The Karvonen Formula is a mathematical formula that helps you determine your target heart rate zone. The formula involves using your maximum heart rate (MHR) minus your age to come up with a target heart rate range (which is a percentage of your MHR). Staying within this range will help you work most effectively during your cardio workouts.
Below is an example of the Karvonen formula for a 23 year old person with a resting heart rate of 65 beats per minute (*to get your resting heart rate, take your pulse for one full minute when you first wake up in the morning or after you've resting for a while).

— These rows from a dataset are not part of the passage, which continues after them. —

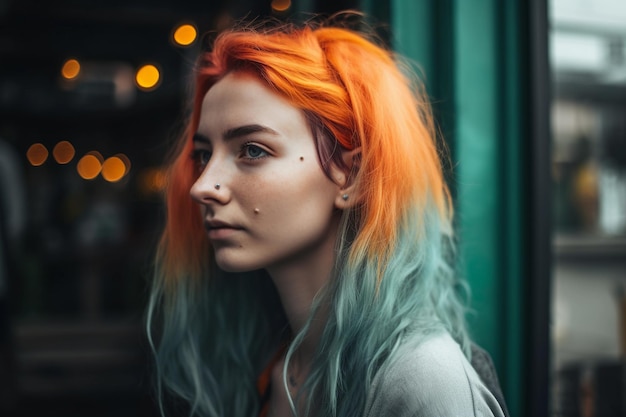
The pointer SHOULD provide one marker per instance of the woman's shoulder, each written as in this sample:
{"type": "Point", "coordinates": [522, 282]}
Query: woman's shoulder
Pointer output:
{"type": "Point", "coordinates": [430, 378]}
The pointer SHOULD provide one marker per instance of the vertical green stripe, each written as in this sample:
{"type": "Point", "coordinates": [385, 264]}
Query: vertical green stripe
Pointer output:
{"type": "Point", "coordinates": [478, 187]}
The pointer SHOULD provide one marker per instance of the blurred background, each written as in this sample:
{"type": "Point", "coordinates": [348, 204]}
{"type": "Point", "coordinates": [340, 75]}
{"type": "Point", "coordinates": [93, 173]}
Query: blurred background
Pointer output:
{"type": "Point", "coordinates": [529, 95]}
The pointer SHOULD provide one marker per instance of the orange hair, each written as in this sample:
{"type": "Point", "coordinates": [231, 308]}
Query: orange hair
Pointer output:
{"type": "Point", "coordinates": [360, 96]}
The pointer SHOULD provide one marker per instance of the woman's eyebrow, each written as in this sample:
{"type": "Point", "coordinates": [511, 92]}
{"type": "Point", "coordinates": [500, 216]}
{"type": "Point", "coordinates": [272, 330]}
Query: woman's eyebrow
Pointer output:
{"type": "Point", "coordinates": [199, 137]}
{"type": "Point", "coordinates": [246, 130]}
{"type": "Point", "coordinates": [236, 132]}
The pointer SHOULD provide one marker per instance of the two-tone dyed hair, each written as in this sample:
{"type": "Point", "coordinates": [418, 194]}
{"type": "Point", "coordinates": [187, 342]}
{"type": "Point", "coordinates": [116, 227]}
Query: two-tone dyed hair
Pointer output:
{"type": "Point", "coordinates": [213, 332]}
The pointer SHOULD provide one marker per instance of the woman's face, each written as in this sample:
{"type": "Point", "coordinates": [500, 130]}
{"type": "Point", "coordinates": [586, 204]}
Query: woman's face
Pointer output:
{"type": "Point", "coordinates": [264, 197]}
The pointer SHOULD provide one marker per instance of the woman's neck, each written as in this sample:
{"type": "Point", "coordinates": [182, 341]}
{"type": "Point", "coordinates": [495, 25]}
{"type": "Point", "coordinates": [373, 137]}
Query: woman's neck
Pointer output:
{"type": "Point", "coordinates": [298, 283]}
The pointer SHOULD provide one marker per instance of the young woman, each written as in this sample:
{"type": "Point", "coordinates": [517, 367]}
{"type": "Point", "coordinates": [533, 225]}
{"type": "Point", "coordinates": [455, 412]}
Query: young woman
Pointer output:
{"type": "Point", "coordinates": [305, 269]}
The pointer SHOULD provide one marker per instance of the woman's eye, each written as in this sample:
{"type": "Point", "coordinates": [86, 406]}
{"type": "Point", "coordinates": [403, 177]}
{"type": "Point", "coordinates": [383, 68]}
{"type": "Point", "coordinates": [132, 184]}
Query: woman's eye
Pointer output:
{"type": "Point", "coordinates": [251, 151]}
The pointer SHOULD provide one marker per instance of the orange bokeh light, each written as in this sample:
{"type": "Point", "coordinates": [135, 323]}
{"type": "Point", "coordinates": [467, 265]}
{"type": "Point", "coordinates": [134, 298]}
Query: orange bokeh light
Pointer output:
{"type": "Point", "coordinates": [71, 69]}
{"type": "Point", "coordinates": [37, 154]}
{"type": "Point", "coordinates": [113, 169]}
{"type": "Point", "coordinates": [89, 166]}
{"type": "Point", "coordinates": [185, 35]}
{"type": "Point", "coordinates": [147, 77]}
{"type": "Point", "coordinates": [63, 152]}
{"type": "Point", "coordinates": [281, 5]}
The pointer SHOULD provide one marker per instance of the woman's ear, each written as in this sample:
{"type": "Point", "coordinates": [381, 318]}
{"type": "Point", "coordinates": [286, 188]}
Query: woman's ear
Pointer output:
{"type": "Point", "coordinates": [346, 193]}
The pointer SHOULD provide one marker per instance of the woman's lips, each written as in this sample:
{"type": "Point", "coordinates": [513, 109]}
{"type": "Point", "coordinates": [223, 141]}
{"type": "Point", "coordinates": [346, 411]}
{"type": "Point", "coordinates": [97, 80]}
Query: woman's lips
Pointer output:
{"type": "Point", "coordinates": [217, 230]}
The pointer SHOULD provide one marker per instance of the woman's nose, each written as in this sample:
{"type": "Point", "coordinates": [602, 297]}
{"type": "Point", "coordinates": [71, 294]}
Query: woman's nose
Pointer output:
{"type": "Point", "coordinates": [209, 188]}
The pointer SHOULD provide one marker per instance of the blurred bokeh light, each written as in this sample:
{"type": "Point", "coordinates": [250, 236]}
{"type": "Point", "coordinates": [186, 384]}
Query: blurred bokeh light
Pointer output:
{"type": "Point", "coordinates": [185, 35]}
{"type": "Point", "coordinates": [63, 152]}
{"type": "Point", "coordinates": [148, 77]}
{"type": "Point", "coordinates": [281, 5]}
{"type": "Point", "coordinates": [37, 154]}
{"type": "Point", "coordinates": [71, 69]}
{"type": "Point", "coordinates": [89, 166]}
{"type": "Point", "coordinates": [113, 169]}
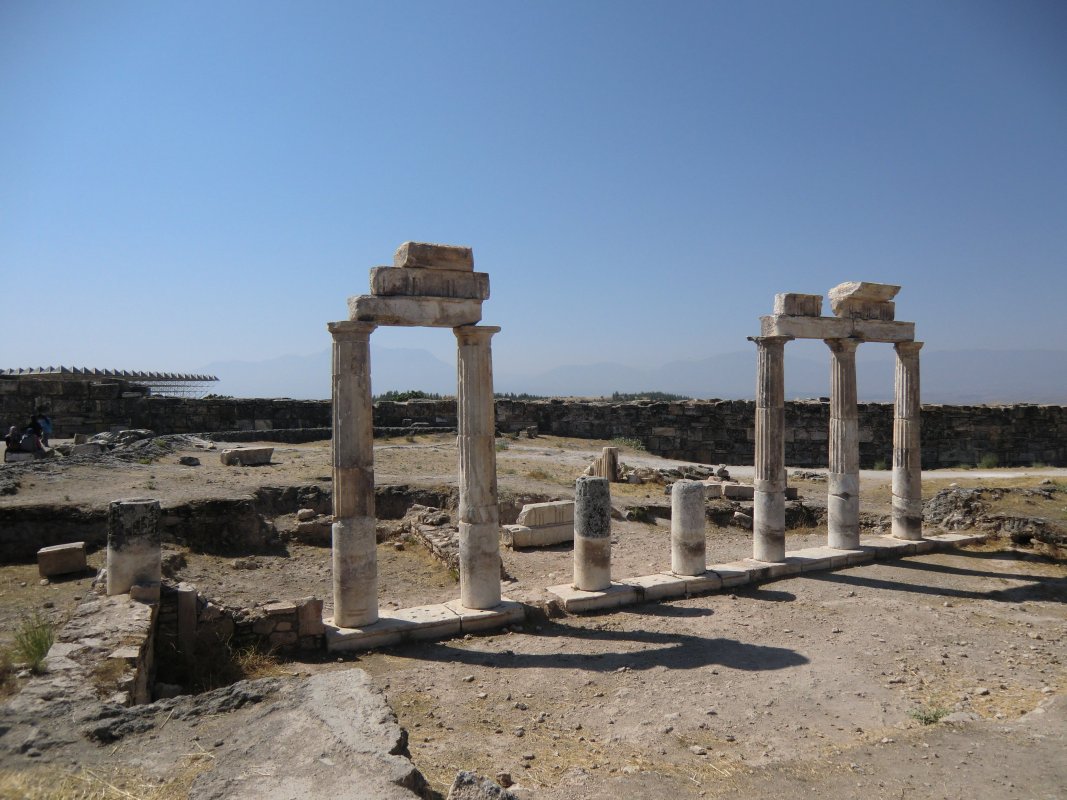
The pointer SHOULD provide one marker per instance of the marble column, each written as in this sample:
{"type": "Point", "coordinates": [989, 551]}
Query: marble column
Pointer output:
{"type": "Point", "coordinates": [134, 552]}
{"type": "Point", "coordinates": [592, 533]}
{"type": "Point", "coordinates": [687, 528]}
{"type": "Point", "coordinates": [907, 445]}
{"type": "Point", "coordinates": [768, 506]}
{"type": "Point", "coordinates": [354, 554]}
{"type": "Point", "coordinates": [843, 498]}
{"type": "Point", "coordinates": [479, 514]}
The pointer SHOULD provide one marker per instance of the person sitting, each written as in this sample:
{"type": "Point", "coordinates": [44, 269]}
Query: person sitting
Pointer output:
{"type": "Point", "coordinates": [30, 441]}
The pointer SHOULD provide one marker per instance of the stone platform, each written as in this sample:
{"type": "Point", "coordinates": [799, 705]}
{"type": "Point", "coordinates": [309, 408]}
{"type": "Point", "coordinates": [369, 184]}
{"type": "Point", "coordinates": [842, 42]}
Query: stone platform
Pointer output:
{"type": "Point", "coordinates": [441, 621]}
{"type": "Point", "coordinates": [666, 585]}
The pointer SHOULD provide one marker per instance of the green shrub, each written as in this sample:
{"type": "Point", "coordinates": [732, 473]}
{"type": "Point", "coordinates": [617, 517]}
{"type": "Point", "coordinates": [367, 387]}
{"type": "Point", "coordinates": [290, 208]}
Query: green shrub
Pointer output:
{"type": "Point", "coordinates": [928, 716]}
{"type": "Point", "coordinates": [33, 639]}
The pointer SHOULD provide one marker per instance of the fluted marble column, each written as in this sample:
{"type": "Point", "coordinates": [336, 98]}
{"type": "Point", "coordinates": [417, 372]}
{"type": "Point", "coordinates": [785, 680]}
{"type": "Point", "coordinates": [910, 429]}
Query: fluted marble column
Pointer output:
{"type": "Point", "coordinates": [907, 445]}
{"type": "Point", "coordinates": [354, 554]}
{"type": "Point", "coordinates": [843, 499]}
{"type": "Point", "coordinates": [768, 506]}
{"type": "Point", "coordinates": [479, 515]}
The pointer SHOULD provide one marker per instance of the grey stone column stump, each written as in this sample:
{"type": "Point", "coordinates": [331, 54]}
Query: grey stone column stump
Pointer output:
{"type": "Point", "coordinates": [592, 533]}
{"type": "Point", "coordinates": [687, 543]}
{"type": "Point", "coordinates": [354, 554]}
{"type": "Point", "coordinates": [843, 492]}
{"type": "Point", "coordinates": [907, 445]}
{"type": "Point", "coordinates": [134, 556]}
{"type": "Point", "coordinates": [478, 513]}
{"type": "Point", "coordinates": [768, 498]}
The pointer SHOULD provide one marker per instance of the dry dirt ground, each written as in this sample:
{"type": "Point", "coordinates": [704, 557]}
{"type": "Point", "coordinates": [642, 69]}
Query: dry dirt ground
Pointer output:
{"type": "Point", "coordinates": [829, 684]}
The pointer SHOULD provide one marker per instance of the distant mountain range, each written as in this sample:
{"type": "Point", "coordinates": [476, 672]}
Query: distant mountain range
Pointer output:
{"type": "Point", "coordinates": [948, 377]}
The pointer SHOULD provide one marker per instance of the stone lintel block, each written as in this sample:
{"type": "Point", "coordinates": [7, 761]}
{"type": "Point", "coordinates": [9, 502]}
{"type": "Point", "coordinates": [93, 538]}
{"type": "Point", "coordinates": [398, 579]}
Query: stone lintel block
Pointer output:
{"type": "Point", "coordinates": [576, 601]}
{"type": "Point", "coordinates": [862, 290]}
{"type": "Point", "coordinates": [923, 546]}
{"type": "Point", "coordinates": [554, 512]}
{"type": "Point", "coordinates": [393, 627]}
{"type": "Point", "coordinates": [738, 492]}
{"type": "Point", "coordinates": [710, 581]}
{"type": "Point", "coordinates": [837, 328]}
{"type": "Point", "coordinates": [473, 620]}
{"type": "Point", "coordinates": [713, 490]}
{"type": "Point", "coordinates": [544, 536]}
{"type": "Point", "coordinates": [414, 312]}
{"type": "Point", "coordinates": [798, 305]}
{"type": "Point", "coordinates": [661, 586]}
{"type": "Point", "coordinates": [61, 559]}
{"type": "Point", "coordinates": [247, 456]}
{"type": "Point", "coordinates": [861, 556]}
{"type": "Point", "coordinates": [147, 593]}
{"type": "Point", "coordinates": [885, 547]}
{"type": "Point", "coordinates": [865, 309]}
{"type": "Point", "coordinates": [812, 559]}
{"type": "Point", "coordinates": [732, 574]}
{"type": "Point", "coordinates": [430, 256]}
{"type": "Point", "coordinates": [280, 609]}
{"type": "Point", "coordinates": [419, 283]}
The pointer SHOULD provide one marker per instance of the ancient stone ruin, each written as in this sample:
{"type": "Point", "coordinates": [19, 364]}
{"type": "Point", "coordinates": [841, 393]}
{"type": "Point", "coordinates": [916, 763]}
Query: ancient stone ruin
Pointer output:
{"type": "Point", "coordinates": [862, 313]}
{"type": "Point", "coordinates": [432, 286]}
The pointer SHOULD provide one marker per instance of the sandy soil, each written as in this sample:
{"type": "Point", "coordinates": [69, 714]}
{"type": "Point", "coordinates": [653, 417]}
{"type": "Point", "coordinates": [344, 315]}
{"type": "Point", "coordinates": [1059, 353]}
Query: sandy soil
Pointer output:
{"type": "Point", "coordinates": [815, 684]}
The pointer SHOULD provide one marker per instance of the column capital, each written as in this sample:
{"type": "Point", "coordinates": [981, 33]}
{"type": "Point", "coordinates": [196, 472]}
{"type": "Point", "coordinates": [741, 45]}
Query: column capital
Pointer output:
{"type": "Point", "coordinates": [844, 345]}
{"type": "Point", "coordinates": [351, 331]}
{"type": "Point", "coordinates": [765, 341]}
{"type": "Point", "coordinates": [475, 334]}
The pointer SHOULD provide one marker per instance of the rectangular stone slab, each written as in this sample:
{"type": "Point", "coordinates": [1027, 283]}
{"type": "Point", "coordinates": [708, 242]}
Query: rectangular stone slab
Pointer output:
{"type": "Point", "coordinates": [837, 328]}
{"type": "Point", "coordinates": [798, 305]}
{"type": "Point", "coordinates": [414, 312]}
{"type": "Point", "coordinates": [417, 283]}
{"type": "Point", "coordinates": [429, 256]}
{"type": "Point", "coordinates": [865, 309]}
{"type": "Point", "coordinates": [555, 512]}
{"type": "Point", "coordinates": [61, 559]}
{"type": "Point", "coordinates": [247, 456]}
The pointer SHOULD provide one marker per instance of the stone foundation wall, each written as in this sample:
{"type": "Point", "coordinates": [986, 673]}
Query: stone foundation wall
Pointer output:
{"type": "Point", "coordinates": [706, 431]}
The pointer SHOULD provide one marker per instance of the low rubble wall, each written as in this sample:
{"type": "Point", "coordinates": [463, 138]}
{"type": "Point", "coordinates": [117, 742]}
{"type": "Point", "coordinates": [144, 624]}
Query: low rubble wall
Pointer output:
{"type": "Point", "coordinates": [705, 431]}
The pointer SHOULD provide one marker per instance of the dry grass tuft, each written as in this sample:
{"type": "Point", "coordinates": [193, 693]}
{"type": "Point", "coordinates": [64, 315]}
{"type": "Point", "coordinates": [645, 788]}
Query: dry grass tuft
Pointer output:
{"type": "Point", "coordinates": [97, 784]}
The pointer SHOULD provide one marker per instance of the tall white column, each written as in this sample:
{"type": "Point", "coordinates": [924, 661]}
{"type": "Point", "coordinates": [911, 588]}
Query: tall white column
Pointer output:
{"type": "Point", "coordinates": [592, 533]}
{"type": "Point", "coordinates": [479, 514]}
{"type": "Point", "coordinates": [687, 541]}
{"type": "Point", "coordinates": [768, 506]}
{"type": "Point", "coordinates": [354, 554]}
{"type": "Point", "coordinates": [907, 445]}
{"type": "Point", "coordinates": [843, 499]}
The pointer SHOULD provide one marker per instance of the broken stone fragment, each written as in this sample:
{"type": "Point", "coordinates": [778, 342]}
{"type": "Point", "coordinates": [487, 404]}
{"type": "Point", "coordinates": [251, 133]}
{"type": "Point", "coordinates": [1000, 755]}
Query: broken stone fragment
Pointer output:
{"type": "Point", "coordinates": [426, 255]}
{"type": "Point", "coordinates": [860, 290]}
{"type": "Point", "coordinates": [798, 305]}
{"type": "Point", "coordinates": [421, 283]}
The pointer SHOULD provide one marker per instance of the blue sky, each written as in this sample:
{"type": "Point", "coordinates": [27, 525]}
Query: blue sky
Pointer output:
{"type": "Point", "coordinates": [189, 182]}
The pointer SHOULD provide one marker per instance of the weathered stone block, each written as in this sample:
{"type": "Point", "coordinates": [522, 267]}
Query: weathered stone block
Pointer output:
{"type": "Point", "coordinates": [309, 617]}
{"type": "Point", "coordinates": [426, 255]}
{"type": "Point", "coordinates": [419, 283]}
{"type": "Point", "coordinates": [555, 512]}
{"type": "Point", "coordinates": [247, 456]}
{"type": "Point", "coordinates": [61, 559]}
{"type": "Point", "coordinates": [865, 309]}
{"type": "Point", "coordinates": [798, 305]}
{"type": "Point", "coordinates": [414, 312]}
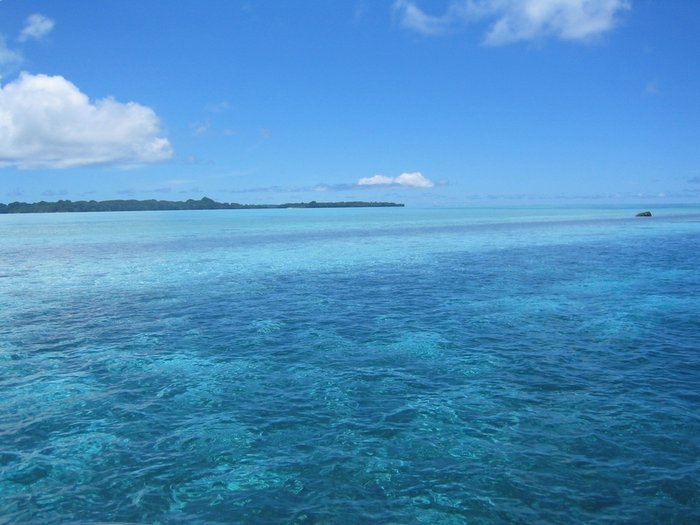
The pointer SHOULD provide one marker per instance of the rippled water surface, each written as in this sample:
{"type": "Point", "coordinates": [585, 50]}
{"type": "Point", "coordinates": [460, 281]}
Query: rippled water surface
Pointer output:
{"type": "Point", "coordinates": [350, 366]}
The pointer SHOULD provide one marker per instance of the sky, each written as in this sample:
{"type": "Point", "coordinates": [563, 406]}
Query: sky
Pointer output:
{"type": "Point", "coordinates": [424, 102]}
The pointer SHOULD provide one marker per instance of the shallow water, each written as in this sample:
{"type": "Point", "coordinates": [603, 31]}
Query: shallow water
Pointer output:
{"type": "Point", "coordinates": [349, 366]}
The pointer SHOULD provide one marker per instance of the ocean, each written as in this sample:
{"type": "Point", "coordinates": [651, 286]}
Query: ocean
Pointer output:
{"type": "Point", "coordinates": [341, 366]}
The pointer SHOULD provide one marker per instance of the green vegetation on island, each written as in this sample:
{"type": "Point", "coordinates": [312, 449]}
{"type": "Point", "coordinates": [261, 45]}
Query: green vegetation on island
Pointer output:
{"type": "Point", "coordinates": [204, 203]}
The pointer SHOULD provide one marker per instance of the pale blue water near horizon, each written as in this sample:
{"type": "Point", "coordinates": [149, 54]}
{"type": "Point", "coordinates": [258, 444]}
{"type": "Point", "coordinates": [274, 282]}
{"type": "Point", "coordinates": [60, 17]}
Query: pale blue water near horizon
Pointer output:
{"type": "Point", "coordinates": [512, 365]}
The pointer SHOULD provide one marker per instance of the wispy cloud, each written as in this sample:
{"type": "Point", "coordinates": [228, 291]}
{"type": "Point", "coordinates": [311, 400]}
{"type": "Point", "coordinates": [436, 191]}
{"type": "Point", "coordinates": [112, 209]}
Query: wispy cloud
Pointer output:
{"type": "Point", "coordinates": [412, 180]}
{"type": "Point", "coordinates": [518, 20]}
{"type": "Point", "coordinates": [47, 122]}
{"type": "Point", "coordinates": [37, 27]}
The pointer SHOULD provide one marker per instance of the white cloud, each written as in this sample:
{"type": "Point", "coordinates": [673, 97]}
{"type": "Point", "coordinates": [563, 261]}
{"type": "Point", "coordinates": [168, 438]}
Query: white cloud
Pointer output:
{"type": "Point", "coordinates": [414, 180]}
{"type": "Point", "coordinates": [36, 27]}
{"type": "Point", "coordinates": [517, 20]}
{"type": "Point", "coordinates": [47, 122]}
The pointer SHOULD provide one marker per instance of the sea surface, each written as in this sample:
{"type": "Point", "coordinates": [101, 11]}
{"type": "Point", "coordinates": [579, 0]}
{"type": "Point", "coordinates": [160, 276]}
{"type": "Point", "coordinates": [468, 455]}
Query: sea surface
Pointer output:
{"type": "Point", "coordinates": [351, 366]}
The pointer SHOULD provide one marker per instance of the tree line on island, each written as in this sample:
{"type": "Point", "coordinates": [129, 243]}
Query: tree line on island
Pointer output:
{"type": "Point", "coordinates": [204, 203]}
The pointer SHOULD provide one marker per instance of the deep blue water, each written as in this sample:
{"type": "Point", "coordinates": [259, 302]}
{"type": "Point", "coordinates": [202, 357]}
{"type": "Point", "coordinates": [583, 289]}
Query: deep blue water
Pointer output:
{"type": "Point", "coordinates": [350, 366]}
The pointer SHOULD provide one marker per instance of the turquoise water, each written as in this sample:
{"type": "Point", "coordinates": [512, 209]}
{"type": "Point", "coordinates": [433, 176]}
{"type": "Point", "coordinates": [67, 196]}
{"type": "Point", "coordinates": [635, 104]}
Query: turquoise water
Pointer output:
{"type": "Point", "coordinates": [350, 366]}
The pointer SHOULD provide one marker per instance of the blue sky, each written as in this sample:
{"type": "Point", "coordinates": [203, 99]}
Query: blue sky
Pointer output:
{"type": "Point", "coordinates": [423, 102]}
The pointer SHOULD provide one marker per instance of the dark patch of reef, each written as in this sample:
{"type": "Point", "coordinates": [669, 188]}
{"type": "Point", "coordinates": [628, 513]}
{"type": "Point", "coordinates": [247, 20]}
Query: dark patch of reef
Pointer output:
{"type": "Point", "coordinates": [204, 203]}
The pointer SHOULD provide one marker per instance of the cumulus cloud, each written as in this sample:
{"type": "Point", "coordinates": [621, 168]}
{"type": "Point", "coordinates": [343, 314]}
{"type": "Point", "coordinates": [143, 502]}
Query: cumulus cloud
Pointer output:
{"type": "Point", "coordinates": [518, 20]}
{"type": "Point", "coordinates": [413, 180]}
{"type": "Point", "coordinates": [47, 122]}
{"type": "Point", "coordinates": [36, 27]}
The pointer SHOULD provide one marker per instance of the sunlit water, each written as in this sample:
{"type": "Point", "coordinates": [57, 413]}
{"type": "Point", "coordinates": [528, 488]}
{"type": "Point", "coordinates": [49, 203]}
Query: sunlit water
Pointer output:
{"type": "Point", "coordinates": [350, 366]}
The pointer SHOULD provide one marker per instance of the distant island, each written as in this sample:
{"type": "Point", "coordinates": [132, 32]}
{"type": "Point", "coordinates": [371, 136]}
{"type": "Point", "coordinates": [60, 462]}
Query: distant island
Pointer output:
{"type": "Point", "coordinates": [204, 203]}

This formula also includes an updated calculation of maximum heart rate (the previous formula was 220 - age, which has now been shown to be inaccurate):
206.9 - (0.67 x 23 (age)) = 191
191 - 65 (resting heart rate) = 126
126 * 65% (low end of heart rate zone) OR 85% (high end) = 82 OR 107
82 + 65 (resting heart rate) = 147
107 + 65 (rhr) = 172
The target heart rate zone for this person would be 147 to 172
These are good questions, but based on what I'm reading I don't think you have much to be worried about. Keep in mind what role HDL plays, it binds with the LDL or bad cholesterol and takes it back to the liver to be eliminated or recycled. Your LDL level is very low and near optimal. The less LDL in your system, the less HDL you need.
The best way to increase HDL is exercise, but only after you have discussed it with your doctor. To have an effect on HDL, you really need between 30 - 60 mins a day at 75% of your max predicted heart rate (220-age) most days of the week. You could ask about niacin, but recent studies may indicate that artificially created HDL is not as effective in removing LDL as naturally occurring HDL.
Again, I think your numbers are fine and if I were you I would trust my doctors about this.